Coal may have become the dirtiest word in the energy industry last week when American Electric Power (AEP) finally caved to continued Environmental Protection Agency (EPA) regulation pressures and announced that it would “prematurely” retire nearly 6,000 MW of coal generated electricity by the end of 2014.

“The cumulative impacts of the EPA’s current regulatory path have been vastly underestimated, particularly in Midwest states dependent on coal to fuel their economies,” said AEP Chairman and CEO Michael Morris.

“We have worked for months to develop a compliance plan that will mitigate the impact of these rules for our customers and preserve jobs, but because of the unrealistic compliance timelines in the EPA proposals, we will have to prematurely shut down nearly 25% of our current coal-fueled generating capacity,” Morris added.

Reliability Worries

PJM Interconnect, the East Coast regional transmission organizations (RTO), released a statement to Breaking Energy, which noted that it too was concerned with the timing of the EPA regulations:

“Although not unexpected, the level of retirements and the short time period included in AEP’s announcement will require thorough analysis before we fully understand the reliability impacts of this action, if fully realized.”

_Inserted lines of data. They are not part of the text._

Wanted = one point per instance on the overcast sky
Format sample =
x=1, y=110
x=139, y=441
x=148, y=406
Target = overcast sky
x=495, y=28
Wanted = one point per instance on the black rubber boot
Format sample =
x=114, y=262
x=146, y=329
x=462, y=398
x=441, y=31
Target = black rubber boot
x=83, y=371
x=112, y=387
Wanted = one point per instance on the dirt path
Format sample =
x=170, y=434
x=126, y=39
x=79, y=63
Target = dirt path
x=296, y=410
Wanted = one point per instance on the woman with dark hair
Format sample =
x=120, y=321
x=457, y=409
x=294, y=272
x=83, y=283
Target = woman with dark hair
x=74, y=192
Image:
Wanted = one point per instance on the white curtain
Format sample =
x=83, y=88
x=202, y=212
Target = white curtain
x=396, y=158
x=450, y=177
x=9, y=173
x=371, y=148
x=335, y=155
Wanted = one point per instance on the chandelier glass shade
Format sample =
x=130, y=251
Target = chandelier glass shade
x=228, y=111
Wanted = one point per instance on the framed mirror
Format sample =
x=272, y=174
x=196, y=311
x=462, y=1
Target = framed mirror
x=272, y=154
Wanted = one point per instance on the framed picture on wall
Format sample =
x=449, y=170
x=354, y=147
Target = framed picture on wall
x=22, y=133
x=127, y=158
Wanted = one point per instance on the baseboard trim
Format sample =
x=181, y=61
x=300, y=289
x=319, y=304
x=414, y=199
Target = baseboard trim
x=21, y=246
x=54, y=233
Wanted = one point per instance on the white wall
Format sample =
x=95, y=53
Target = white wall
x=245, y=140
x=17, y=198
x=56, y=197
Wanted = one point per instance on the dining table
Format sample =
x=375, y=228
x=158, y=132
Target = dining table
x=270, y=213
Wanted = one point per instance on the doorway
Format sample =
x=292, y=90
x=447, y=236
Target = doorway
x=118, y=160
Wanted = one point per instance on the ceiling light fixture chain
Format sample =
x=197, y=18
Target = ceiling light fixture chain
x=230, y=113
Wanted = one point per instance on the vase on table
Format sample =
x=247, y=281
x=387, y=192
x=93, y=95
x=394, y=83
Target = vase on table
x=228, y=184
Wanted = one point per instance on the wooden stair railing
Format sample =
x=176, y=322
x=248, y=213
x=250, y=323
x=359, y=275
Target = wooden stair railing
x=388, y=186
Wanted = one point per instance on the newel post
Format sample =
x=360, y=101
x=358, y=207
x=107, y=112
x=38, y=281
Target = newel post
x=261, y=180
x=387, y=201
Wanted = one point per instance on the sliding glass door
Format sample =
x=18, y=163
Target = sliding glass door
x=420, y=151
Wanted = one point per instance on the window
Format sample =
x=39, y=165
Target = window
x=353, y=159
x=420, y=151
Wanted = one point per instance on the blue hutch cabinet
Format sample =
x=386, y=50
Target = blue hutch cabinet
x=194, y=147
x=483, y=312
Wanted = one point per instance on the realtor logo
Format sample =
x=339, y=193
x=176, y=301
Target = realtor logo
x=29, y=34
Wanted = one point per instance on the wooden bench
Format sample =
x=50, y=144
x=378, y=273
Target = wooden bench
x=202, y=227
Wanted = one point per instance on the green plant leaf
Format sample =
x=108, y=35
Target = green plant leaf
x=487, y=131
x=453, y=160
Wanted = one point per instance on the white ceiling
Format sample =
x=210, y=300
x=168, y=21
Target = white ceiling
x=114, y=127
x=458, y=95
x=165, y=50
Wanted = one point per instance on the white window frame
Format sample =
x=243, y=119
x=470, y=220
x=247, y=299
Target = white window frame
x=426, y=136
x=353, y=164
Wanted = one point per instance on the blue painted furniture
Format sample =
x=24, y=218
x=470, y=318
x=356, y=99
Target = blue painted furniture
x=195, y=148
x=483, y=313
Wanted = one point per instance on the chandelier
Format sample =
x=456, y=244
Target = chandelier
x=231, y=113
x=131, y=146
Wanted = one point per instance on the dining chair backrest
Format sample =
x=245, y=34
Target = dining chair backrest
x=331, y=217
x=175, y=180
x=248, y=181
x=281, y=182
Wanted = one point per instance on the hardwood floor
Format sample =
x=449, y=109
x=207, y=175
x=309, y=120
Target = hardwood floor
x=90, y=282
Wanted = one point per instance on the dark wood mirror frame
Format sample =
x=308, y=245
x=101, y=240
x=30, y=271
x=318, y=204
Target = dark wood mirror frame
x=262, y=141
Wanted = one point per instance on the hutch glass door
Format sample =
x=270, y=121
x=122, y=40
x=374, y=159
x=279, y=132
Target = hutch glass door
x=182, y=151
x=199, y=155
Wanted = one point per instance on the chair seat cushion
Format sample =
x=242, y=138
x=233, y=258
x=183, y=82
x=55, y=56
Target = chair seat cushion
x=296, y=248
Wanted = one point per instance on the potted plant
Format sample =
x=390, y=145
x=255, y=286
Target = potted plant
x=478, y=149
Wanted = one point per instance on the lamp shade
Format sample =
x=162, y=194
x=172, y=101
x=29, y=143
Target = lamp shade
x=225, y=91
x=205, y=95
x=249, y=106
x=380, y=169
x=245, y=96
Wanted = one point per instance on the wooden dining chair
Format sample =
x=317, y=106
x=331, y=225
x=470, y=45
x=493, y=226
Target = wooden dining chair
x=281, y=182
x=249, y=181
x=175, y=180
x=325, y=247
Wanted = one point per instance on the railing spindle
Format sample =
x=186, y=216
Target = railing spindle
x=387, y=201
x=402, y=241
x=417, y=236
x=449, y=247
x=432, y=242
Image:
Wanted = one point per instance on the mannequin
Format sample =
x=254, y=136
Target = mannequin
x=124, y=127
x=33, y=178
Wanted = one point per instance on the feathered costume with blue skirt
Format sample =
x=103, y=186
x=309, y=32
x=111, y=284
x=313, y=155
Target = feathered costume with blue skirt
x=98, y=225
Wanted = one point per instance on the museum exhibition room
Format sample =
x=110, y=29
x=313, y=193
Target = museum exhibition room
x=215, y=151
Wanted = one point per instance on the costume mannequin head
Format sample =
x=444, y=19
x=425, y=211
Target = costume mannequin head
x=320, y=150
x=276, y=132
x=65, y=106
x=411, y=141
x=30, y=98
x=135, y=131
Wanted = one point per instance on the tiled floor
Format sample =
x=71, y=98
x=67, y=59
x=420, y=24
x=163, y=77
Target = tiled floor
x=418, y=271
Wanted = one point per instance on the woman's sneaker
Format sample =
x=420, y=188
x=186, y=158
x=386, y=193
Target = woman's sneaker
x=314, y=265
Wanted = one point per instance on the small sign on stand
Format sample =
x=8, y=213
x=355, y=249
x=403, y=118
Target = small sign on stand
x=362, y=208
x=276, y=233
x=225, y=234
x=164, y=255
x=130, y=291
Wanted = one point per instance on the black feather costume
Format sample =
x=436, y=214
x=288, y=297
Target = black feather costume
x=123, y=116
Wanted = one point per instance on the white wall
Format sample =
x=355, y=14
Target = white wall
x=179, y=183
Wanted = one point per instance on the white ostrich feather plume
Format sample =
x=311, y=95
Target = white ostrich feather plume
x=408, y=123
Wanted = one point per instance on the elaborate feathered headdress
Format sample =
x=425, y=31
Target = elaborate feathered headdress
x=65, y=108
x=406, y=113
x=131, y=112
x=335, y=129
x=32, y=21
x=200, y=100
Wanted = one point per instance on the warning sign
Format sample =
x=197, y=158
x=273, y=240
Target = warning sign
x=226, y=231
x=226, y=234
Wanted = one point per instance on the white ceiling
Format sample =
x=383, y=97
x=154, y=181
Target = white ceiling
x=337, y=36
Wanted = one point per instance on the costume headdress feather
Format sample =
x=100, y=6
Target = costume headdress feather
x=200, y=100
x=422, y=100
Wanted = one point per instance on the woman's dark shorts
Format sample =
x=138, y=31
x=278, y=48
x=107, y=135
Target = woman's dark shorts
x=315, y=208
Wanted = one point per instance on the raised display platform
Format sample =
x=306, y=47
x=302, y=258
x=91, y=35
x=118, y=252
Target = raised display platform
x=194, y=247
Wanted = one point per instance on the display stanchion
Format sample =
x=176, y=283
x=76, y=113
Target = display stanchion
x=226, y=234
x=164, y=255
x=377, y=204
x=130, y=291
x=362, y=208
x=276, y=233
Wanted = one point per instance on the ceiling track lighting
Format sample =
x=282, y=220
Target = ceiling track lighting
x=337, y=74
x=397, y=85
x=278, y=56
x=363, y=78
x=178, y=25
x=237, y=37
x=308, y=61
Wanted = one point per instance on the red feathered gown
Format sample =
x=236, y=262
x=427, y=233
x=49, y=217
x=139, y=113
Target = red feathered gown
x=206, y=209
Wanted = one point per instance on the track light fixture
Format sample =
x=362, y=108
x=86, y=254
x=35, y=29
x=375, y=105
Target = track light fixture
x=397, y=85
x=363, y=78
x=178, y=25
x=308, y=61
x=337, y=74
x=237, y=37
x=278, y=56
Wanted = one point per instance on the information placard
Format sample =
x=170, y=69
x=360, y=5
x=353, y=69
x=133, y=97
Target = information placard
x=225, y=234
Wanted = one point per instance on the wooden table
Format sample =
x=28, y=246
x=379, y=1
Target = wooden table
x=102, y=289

The electricity market operator shrugged off broader industry speculation that the regulations would vastly increase electricity prices or adversely affect the broader sector and consumer pricing.

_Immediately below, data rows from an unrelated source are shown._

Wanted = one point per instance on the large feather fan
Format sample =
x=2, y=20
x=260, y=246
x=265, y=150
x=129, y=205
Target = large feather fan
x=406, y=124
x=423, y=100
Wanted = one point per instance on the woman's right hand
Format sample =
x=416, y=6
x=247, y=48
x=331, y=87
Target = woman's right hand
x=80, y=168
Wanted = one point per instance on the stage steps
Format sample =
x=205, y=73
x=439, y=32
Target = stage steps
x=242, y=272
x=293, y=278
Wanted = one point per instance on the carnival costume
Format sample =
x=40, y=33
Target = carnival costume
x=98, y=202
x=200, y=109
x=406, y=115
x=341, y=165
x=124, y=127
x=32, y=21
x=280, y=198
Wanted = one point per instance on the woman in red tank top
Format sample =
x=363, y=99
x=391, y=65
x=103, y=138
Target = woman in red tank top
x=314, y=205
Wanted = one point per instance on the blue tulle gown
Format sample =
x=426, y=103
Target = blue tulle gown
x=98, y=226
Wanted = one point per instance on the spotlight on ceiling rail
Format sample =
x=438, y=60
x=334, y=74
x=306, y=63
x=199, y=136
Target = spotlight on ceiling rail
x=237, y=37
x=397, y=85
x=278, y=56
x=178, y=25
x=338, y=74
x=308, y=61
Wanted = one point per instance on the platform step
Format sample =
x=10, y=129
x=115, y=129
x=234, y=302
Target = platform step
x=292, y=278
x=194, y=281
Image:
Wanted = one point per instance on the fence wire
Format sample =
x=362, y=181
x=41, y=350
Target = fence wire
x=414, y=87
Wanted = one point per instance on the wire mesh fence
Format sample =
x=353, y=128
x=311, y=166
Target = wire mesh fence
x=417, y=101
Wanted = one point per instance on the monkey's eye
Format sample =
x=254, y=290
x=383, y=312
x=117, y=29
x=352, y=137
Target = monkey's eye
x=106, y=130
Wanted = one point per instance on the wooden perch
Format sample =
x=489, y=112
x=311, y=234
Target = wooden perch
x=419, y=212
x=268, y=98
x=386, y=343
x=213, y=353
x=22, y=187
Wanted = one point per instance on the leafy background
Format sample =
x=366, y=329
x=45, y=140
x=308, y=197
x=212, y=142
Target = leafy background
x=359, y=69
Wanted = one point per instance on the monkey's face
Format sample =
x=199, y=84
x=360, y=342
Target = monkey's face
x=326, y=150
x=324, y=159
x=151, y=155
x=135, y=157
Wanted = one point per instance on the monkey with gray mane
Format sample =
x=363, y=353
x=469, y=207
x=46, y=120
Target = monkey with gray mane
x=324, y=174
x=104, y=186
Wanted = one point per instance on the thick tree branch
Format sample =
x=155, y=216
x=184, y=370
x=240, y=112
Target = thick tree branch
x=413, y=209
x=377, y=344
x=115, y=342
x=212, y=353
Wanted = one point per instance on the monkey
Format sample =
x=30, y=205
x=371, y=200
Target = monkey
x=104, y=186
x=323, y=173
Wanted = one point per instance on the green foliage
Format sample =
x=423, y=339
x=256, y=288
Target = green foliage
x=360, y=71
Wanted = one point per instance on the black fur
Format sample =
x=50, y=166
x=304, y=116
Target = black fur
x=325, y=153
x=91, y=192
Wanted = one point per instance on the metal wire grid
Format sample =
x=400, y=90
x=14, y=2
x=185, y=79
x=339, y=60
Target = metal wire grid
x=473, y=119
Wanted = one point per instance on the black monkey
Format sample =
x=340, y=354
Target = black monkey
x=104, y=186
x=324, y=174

“It is premature to discuss the impact on electricity prices and how we will make adjustments to preserve the reliability of the transmission grid,” the statement said.

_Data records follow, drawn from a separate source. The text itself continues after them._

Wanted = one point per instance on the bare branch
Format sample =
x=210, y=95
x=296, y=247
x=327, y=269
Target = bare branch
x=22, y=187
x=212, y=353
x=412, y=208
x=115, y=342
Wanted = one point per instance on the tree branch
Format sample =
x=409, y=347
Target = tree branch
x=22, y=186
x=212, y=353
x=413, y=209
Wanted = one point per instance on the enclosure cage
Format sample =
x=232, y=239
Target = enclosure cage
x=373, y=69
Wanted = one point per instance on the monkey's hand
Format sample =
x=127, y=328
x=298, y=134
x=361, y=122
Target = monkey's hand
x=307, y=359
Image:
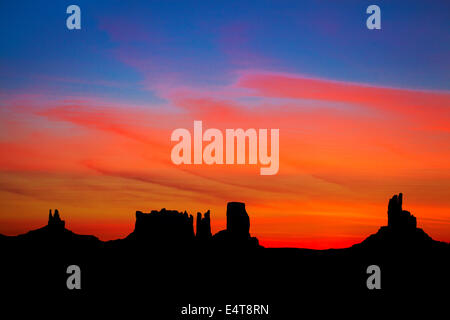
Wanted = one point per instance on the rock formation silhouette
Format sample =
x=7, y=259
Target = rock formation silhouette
x=204, y=226
x=237, y=233
x=399, y=219
x=401, y=231
x=54, y=221
x=163, y=261
x=164, y=227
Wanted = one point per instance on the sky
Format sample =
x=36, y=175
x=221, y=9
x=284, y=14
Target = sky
x=86, y=115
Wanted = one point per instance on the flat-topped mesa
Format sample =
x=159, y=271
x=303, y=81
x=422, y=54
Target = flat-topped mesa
x=237, y=234
x=203, y=226
x=168, y=226
x=54, y=221
x=399, y=219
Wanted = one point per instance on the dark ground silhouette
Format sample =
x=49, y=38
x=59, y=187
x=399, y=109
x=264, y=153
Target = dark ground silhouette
x=164, y=264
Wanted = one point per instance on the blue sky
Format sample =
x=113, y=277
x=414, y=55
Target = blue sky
x=124, y=46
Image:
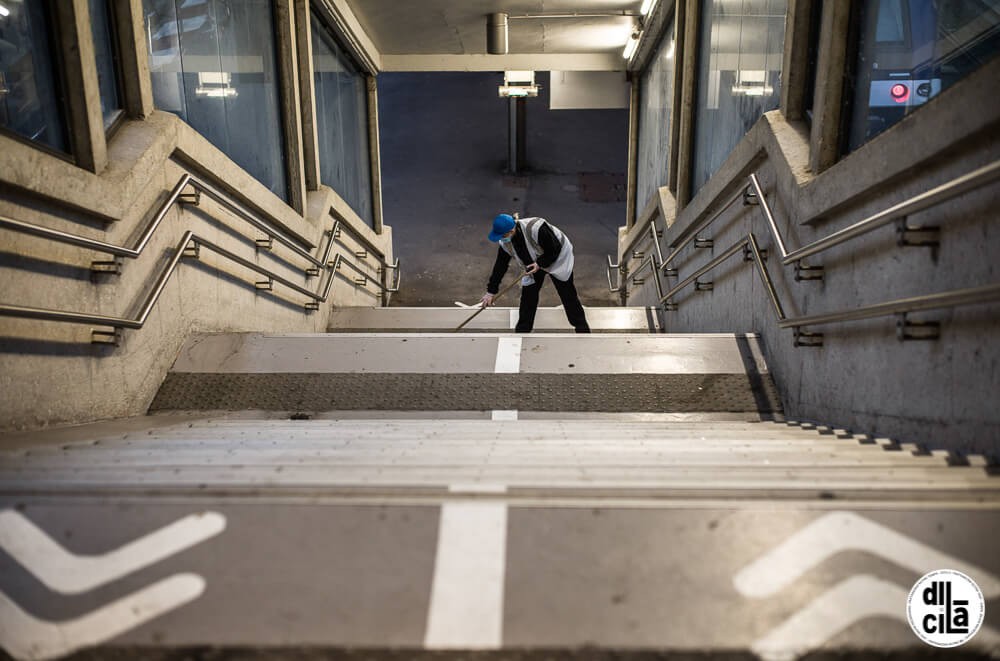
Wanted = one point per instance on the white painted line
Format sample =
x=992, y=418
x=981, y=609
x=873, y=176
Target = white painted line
x=837, y=532
x=466, y=608
x=855, y=599
x=508, y=355
x=850, y=601
x=508, y=362
x=27, y=637
x=477, y=488
x=69, y=573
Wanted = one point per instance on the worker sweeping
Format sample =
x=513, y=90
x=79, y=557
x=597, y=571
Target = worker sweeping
x=541, y=249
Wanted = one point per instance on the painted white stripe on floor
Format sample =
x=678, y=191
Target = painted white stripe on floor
x=466, y=608
x=27, y=637
x=69, y=573
x=850, y=601
x=476, y=487
x=845, y=531
x=508, y=355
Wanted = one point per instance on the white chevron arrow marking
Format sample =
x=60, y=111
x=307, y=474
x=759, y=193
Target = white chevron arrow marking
x=845, y=531
x=26, y=637
x=850, y=601
x=69, y=573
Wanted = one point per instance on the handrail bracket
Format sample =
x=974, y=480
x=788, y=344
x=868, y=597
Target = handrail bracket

American Public Power Association (APPA) Vice President of Communications Nicholas Braden told Breaking Energy that the APPA, a cooperative of over 2,000 utilities nationwide, is also concerned about the future of coal in American electricity.

“APPA shares the concerns that AEP has about the coming EPA regulations and the lack of adequate time to comply with those regulations,” Braden said. “We do not know enough about the specifics of their proposal to comment beyond that.”

Although AEP plans to upgrade and install emissions reductions equipment on an additional 10,100 MW of coal power, it said that the EPA timeline for retrofits and equipment replacements was unrealistic.

AEP maintains that it shares the EPA’s goal of reduced emissions, but is also concerned with factors like jobs and the economy.

“With more time and flexibility, we will get to the same level of emission reductions, but it will cost our customers less and will prevents premature job losses, extend the construction job benefits, and ensure the ongoing reliability of the electric system,” Morris said.

Picture: AEP’s Mountaineer coal power plant in New Haven, West Virginia, as seen from across the Ohio River in Racine, Ohio, October 30, 2009.